Editor’s Note: The following article was originally published by Luis J. Rodriguez on March 23, 2026.
Time to Uplift Our Women and Children Everywhere
After the New York Times article of March 18, 2026 appeared that revealed Cesar Chavez’s rape and sexual abuse of girls and women, including that of United Farmworkers Union co-founder Dolores Huerta, I spent days talking with community members, friends, and family. One of the most moving talks was with my daughter, who with tears said a terrible truth: There’s nowhere women can feel safe.
Trini and I also took part in healing circles at Tia Chucha’s Centro Cultural & Bookstore this past Sunday for women, for men, and one with women and men. In addition, I’ve been writing a piece I’d like to see published in a major U.S. publication. This may or may not happen, but I’m one of those who can reach such outlets.
The Chicano/Latino community is having its reckoning, like we’ve faced so many times before. But this must also extend to the rest of so-called “America,” now run by racists, misogynists, pedophiles, murderers, liars… and a slew of enablers. The MAGA base accepts this madness. Nobody from these millions of Trump followers are holding him and this administration, or the elite and wealthy they represent, fully accountable. The reckoning here is not just for Chicanos/Latinos, but for everyone.
Chavez will not be left off the hook. Neither should Trump and the ruling class.
Having said that, Chavez’s betrayal cuts deep. I’m heartened, however, to see many people stepping up for Dolores, for Ana Murguia and Debra Rojas, and anyone else, known and unknown, who suffered at the hands of this so-called icon. As others are saying, it’s high time community centered and uplifted the women and children.
One of the gatherings I attended involved the men just listening to the women, not reacting, just sitting and hearing the power of their words, their sentiments. Their anger. While the pain was palpable, and difficult to hear at times, the women were also blessing us, gifting us, despite what they’ve endured from men in their families, their jobs, and in the movement. More men should go through this.
This is one reason I’ve not written yet. I’ve had to listen. But there is also a time to speak, to add our hearts to the other hearts. I plan to be part of the needed healing work required in the face of these and other revelations of abuse, betrayal, and abandonment.
These revelations are not new, of course, but every such wounding can be an opening to renew our commitment for safe and liberating spaces for women and children, for Queer and Trans people, for everyone. The women want us to go deeper, to uproot what needs to be uprooted, and to keep intact what needs to be intact.
There are many men today speaking for the community, voicing our stories and struggles, helping lead battles whether it be against ICE raids, erasure of our history, and other ongoing attacks. Poets, artists, musicians, organizers, spiritual practitioners, even in a few cases, politicians. We need them.

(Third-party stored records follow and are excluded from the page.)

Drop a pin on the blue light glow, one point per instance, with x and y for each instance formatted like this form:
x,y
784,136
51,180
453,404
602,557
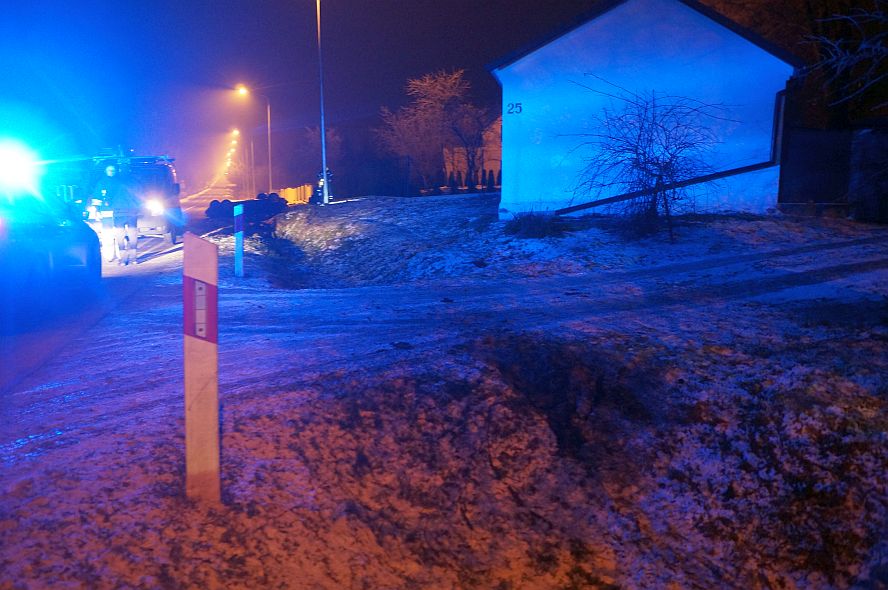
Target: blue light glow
x,y
20,169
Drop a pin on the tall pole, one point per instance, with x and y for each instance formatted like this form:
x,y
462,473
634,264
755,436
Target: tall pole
x,y
323,126
268,111
252,169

What we don’t need are so-called representatives, even in revolutionary organizations, even in ceremony, who live two lives: one full of great words, acts, and charisma, but in the dark, filled with the darkest of secrets. We don’t need those men who have a public life that looks like one thing, but a “private” life in which our women, children, including girls and boys, are being hurt, controlled, or subjugated to the worst acts imaginable.
Let’s deal with this head on, with the medicine we all carry, with as much grace as possible, with all the dignity we can muster. Even anger. Anger is also medicine. While righteous rage can be harsh, a consequence of these traumas, the thing is to stay with the anger that still has “eyes,” to see the source of the anger and where it’s going. That way we can adequately get to the root, not just rage blindly, destroying everything in its path. No matter what happens, we must maintain the capacity to renew, create and build.
Accountability, yes. I’ve had my own accountability, my own reckoning, to face many times (I’ve written memoirs, poems, and essays on this over the years). What we don’t need is the shaming, punishing, and constant hurting that the colonialist and capitalist world does in circumstances such as these. That’s one side of that coin. The other side is to keep the perpetrators going and strong, as we’re seeing in the government today.
This is a time to reflect on and consider what we do, not just for the short run, but for the long haul. We don’t want to be like a rubber band that stretches as far as it can until the tension forces it back to what it was before. We should learn to sit in the “fire,” the sacred transformative fire, and move forward on a basis of real love, real liberation, real healthy and mature deliverance.
There’s more I can say about this. Other angles. But for now, I want to go with the internal and external regeneration our community is demanding. Healing is some of the most difficult processes we can do, personally and as a community.
It’s also one of the most revolutionary.